Yes, and no. If someone compromised your database, you have bigger things to worry about. The mere fact they got that far opens up the potential for sniffing on the wire, where if encryption is not used, data is visible before being encrypted and shoved into a database.
Salts protect because they add a layer to counter cracking. A cracker needs to hash a password AND a salt in order to produce something to compare to a known hash to find the right password. Most salting changes, otherwise if this occurred, salting would be useless:
User1 (password) [ kitten + your_static_salt = thundercat ]
User2 (password) [ kitten + your_static_salt = thundercat ]
In the above theatrics, two users have chosen the word "kitten" as their password which is salted to produce the outcome of "thundercat." If this held true, the salting portion is sort of useless. If you're using password_hash from PHP the salt is randomly generated for you, the outcome would be the following (of course minimized for clarity):
User1 (password) [ kitten + password_hash = thundercat ]
User2 (password) [ kitten + password_hash = uppercut ]

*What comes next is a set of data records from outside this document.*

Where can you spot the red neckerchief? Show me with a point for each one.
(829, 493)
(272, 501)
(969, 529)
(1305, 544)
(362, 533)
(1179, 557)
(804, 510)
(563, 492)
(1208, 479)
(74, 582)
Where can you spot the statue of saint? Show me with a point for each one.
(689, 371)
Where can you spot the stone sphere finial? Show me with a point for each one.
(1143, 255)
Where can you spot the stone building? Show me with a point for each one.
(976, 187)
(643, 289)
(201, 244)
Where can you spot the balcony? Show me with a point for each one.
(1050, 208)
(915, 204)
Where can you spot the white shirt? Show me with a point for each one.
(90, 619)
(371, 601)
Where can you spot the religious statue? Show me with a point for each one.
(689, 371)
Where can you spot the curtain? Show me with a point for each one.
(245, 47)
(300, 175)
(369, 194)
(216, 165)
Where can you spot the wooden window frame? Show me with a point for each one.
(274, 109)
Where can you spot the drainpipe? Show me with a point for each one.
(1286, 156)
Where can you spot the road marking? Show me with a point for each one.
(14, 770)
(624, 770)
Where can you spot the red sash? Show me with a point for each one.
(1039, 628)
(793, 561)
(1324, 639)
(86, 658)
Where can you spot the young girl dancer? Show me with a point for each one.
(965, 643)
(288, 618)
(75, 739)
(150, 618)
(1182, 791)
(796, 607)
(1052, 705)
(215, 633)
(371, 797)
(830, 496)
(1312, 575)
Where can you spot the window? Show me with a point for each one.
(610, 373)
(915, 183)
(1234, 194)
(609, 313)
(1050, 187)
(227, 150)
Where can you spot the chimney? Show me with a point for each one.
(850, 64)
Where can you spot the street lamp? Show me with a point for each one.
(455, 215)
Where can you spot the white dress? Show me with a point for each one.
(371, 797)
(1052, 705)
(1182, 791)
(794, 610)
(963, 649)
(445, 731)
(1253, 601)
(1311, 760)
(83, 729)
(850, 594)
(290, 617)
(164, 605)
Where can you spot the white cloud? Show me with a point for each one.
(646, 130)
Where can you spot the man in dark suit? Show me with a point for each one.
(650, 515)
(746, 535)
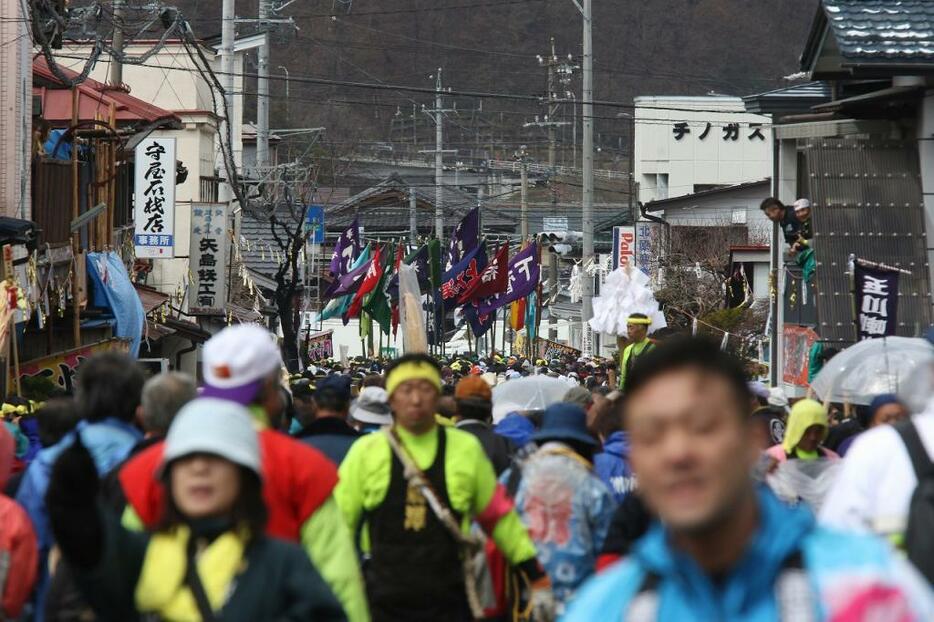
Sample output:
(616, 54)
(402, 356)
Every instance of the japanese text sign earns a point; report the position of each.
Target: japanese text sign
(320, 346)
(624, 246)
(208, 257)
(154, 198)
(876, 292)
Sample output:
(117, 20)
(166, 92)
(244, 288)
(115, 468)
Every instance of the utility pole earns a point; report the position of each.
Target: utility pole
(262, 90)
(587, 155)
(439, 159)
(413, 222)
(116, 62)
(524, 199)
(439, 152)
(558, 69)
(228, 14)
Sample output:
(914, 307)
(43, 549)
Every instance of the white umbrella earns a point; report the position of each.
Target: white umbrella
(529, 393)
(869, 368)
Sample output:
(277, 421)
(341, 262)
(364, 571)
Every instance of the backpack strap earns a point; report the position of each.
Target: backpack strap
(645, 604)
(919, 456)
(794, 596)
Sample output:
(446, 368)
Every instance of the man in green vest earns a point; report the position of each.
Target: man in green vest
(637, 329)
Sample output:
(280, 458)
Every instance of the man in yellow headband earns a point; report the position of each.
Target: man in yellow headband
(415, 570)
(637, 331)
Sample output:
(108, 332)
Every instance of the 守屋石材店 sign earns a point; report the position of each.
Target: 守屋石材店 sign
(154, 199)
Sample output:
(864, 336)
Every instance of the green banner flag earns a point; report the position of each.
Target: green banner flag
(377, 302)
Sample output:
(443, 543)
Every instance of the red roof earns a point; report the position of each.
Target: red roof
(94, 99)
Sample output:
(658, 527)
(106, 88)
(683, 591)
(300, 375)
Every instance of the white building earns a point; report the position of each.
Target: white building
(735, 205)
(170, 80)
(685, 145)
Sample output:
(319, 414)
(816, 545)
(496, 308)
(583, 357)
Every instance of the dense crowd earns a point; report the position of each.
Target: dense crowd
(662, 486)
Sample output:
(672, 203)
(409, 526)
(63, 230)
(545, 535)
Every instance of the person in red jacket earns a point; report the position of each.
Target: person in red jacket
(19, 553)
(242, 364)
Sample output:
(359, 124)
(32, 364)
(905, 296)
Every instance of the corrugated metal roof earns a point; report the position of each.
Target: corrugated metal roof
(885, 32)
(791, 99)
(94, 99)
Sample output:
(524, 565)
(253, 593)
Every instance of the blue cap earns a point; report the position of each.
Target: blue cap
(337, 384)
(564, 421)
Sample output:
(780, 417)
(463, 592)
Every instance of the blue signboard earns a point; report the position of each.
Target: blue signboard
(314, 224)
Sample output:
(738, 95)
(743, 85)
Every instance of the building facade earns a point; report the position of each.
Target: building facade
(685, 145)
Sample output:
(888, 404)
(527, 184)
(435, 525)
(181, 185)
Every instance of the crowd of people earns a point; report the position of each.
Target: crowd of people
(661, 486)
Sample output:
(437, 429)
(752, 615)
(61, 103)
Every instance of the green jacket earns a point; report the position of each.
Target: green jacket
(471, 486)
(278, 581)
(633, 349)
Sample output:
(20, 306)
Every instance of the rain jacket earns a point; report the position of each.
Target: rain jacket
(851, 577)
(567, 511)
(297, 486)
(109, 441)
(612, 466)
(19, 556)
(803, 415)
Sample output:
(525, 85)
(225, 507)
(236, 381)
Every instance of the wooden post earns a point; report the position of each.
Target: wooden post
(13, 340)
(75, 208)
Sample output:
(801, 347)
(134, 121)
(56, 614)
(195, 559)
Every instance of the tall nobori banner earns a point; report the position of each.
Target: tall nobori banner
(624, 246)
(154, 199)
(208, 257)
(876, 292)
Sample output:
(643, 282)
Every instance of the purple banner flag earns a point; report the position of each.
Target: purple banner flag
(348, 282)
(464, 238)
(457, 280)
(524, 271)
(346, 250)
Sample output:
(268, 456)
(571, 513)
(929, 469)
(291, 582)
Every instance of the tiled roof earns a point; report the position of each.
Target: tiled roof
(886, 32)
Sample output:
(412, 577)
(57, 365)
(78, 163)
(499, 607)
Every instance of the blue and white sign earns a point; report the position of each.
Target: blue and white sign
(314, 224)
(154, 199)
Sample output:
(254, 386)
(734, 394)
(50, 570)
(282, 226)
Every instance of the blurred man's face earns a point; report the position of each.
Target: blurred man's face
(414, 403)
(692, 448)
(774, 213)
(889, 414)
(636, 332)
(812, 438)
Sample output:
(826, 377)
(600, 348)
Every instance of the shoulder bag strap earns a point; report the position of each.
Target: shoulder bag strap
(193, 581)
(916, 451)
(417, 478)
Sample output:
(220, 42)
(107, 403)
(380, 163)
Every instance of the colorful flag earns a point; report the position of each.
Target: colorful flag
(372, 278)
(492, 280)
(347, 283)
(462, 275)
(464, 238)
(434, 263)
(523, 275)
(479, 324)
(337, 306)
(377, 303)
(346, 250)
(517, 314)
(395, 277)
(531, 316)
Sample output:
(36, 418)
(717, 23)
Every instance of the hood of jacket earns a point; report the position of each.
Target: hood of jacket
(780, 533)
(617, 444)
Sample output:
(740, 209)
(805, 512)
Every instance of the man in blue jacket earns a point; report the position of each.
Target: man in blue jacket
(107, 395)
(723, 548)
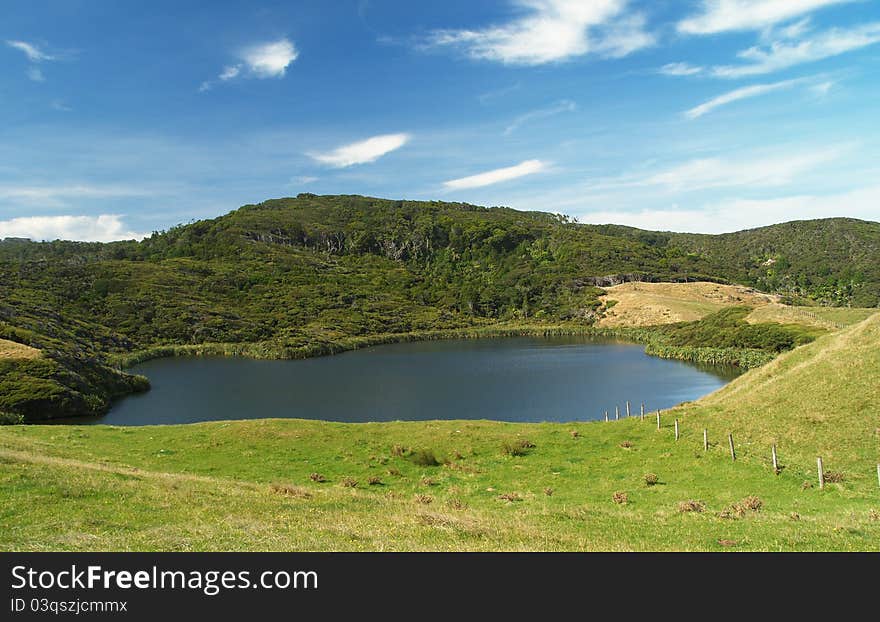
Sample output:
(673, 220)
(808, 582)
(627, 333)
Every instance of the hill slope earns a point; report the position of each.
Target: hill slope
(822, 399)
(311, 273)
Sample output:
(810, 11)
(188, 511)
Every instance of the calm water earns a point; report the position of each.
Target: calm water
(517, 379)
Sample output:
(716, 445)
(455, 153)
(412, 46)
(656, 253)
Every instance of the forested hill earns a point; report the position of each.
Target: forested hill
(311, 274)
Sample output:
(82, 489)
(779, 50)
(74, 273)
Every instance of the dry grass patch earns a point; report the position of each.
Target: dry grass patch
(650, 304)
(691, 505)
(289, 490)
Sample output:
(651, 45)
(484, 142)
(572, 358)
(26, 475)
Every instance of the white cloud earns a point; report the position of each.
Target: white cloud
(103, 228)
(265, 60)
(739, 214)
(564, 105)
(269, 60)
(35, 74)
(230, 72)
(362, 152)
(554, 30)
(784, 54)
(529, 167)
(732, 15)
(745, 92)
(680, 69)
(753, 170)
(34, 53)
(57, 196)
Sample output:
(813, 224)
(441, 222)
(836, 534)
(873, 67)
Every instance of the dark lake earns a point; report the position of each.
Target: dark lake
(513, 379)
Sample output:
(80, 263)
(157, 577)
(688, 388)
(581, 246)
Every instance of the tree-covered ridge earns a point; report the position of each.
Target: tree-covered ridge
(293, 273)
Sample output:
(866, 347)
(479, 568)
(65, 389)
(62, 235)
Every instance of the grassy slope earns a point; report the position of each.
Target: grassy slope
(212, 482)
(650, 304)
(819, 400)
(13, 350)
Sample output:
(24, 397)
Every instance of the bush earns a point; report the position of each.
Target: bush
(516, 447)
(424, 457)
(11, 418)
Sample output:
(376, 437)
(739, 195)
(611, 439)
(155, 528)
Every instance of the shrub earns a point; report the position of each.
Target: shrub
(691, 505)
(745, 506)
(424, 457)
(833, 477)
(11, 418)
(457, 504)
(516, 447)
(289, 490)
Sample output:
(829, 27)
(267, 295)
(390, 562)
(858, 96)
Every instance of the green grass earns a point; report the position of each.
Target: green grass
(248, 485)
(209, 487)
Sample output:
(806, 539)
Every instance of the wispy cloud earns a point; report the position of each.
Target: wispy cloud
(745, 92)
(553, 30)
(103, 228)
(529, 167)
(35, 74)
(718, 16)
(784, 54)
(35, 55)
(753, 170)
(265, 60)
(362, 152)
(738, 214)
(59, 195)
(32, 51)
(564, 105)
(680, 69)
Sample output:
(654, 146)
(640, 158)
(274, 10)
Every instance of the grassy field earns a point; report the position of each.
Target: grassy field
(651, 304)
(454, 485)
(820, 317)
(13, 350)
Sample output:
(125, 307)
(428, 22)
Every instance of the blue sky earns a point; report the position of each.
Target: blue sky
(118, 118)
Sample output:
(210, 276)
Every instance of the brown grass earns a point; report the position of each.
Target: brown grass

In the above, we see same password, PHP's password_hash changes the salt every time. No need to reinvent any wheels here as you'd need to do some deep dives into crypt() to understand it. If you're really that concerned with salting, and password security, have a look at Solar Designer's phpass, however when you state you're worried about someone compromising the db itself, this changes the scope of what an attacker could do without even needing to crack passwords to begin with.